Transcriptomic analysis of microglial repopulation in 3xTg mice identified previously reported clusters of microglia associated with AD but also noted two distinct, previously unreported clusters. The “Cyto-mg” cluster was similarly represented in PLX-repopulated and control 3xTg mice, but its prevalence was greatly reduced compared to the NTg control mice (Additional file 10: Fig. S10A, B). Gene ontology analysis of downregulated transcriptomic markers that define this cluster revealed significant enrichment of gene sets pertinent to cytoskeleton organization and mitochondrion organization (Additional file 9: Fig. S9). The most upregulated gene in this cluster was Malat1 (Fig. 5D, Additional file 11: Table S1), which has been shown to play roles in various neuroinflammatory insults—potentially through activation of the inflammasome [56]. However, we also acknowledge that downregulation of aforementioned gene ontology terms (Additional file 9: Fig. S9) may represent an artifactual outcome due to the lower number of detected RNA molecules or annotated genes (Additional file 8: Fig. S8). Further, it is unclear whether the transcriptomic signature of “Cyto-mg” cluster exists in microglia in other models of Tau pathology. Single-cell sequencing of microglia from Thy-Tau22 mice revealed a transcriptomic landscape characterized by increased proportions of ARM (or DAM) rather than a signature associated with cytoskeletal components or Malat1 [57]. However, in that study, the authors anchor their Tau datasets with APP/PS1 datasets using CCA as a dimensionality reduction method (as opposed to PCA) which might have masked rare populations that exist only in one group [58]. Nevertheless, questions pertinent to existence and/or function of “Cyto-mg” cluster in models of AD are beyond the scope of this paper.

The other previously unreported cluster that we observed here is strongly defined by upregulation of Cxcl13 (Fig. 5B, D). Although this “PLX-microglia” cluster was distinct from other types of activated microglia, we also observed Cxcl13 upregulation in Homeo and ARM/DAM clusters, which account for most of the microglia, but not in other CD45^int/+ cells (Fig. 5C, E and Additional file 11: Table S1). As expected, statistical testing on all cells identified as microglia revealed significant upregulation of Cxcl13 in PLX-treated groups (Additional file 11: Table S1). We confirmed this finding at the protein level as well (Fig. 5F). Interestingly, we observed strong trends towards upregulation of Cxcl13 transcripts with in situ hybridizations in CA1 and subiculum of PLX-repopulated mice, but this effect was not detected in the cortex (Fig. 5I–K). This suggests that Cxcl13 is preferentially expressed in regions that display AD pathology.
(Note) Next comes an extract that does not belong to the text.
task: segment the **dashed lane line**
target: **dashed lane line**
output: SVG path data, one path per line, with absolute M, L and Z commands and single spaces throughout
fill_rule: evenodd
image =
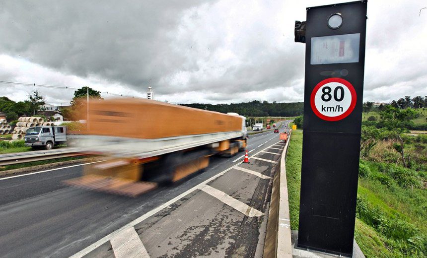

Since CXCL13 plays an important role in homing and activation of CXCR5⁺ lymphocytes, such as B cells, follicular helper T cells, and Th17 cells [37], this transcriptomic signature might suggest an overall increased inflammatory microenvironment. This is further supported by decreased microglial levels of P2RY12 (Fig. 3B). CXCL13 expression has also been observed in models of multiple sclerosis, particularly in cerebrospinal fluid and meningeal tertiary lymphoid organs [35]. Whether this leads to increased lymphocyte infiltration or formation of tertiary lymphoid organs following microglial repopulation in AD mouse models warrants further research.

Lastly, we found similar proportions of DAM/ARM between control and repopulated groups in 3xTg mice. This finding contrasts another study [33] in which microglia did not re-establish DAM signature following a repopulation paradigm in the 5xFAD model. Although it is difficult to directly compare across studies due to the use of different sequencing technologies that provide different levels of resolution (microarray vs scRNAseq), we argue that the age of animals (~ 5 months vs. 23 months), as well as the presence of active Tau pathology in our model, may have created an environment that is more conducive to re-establishment of the DAM/ARM signature.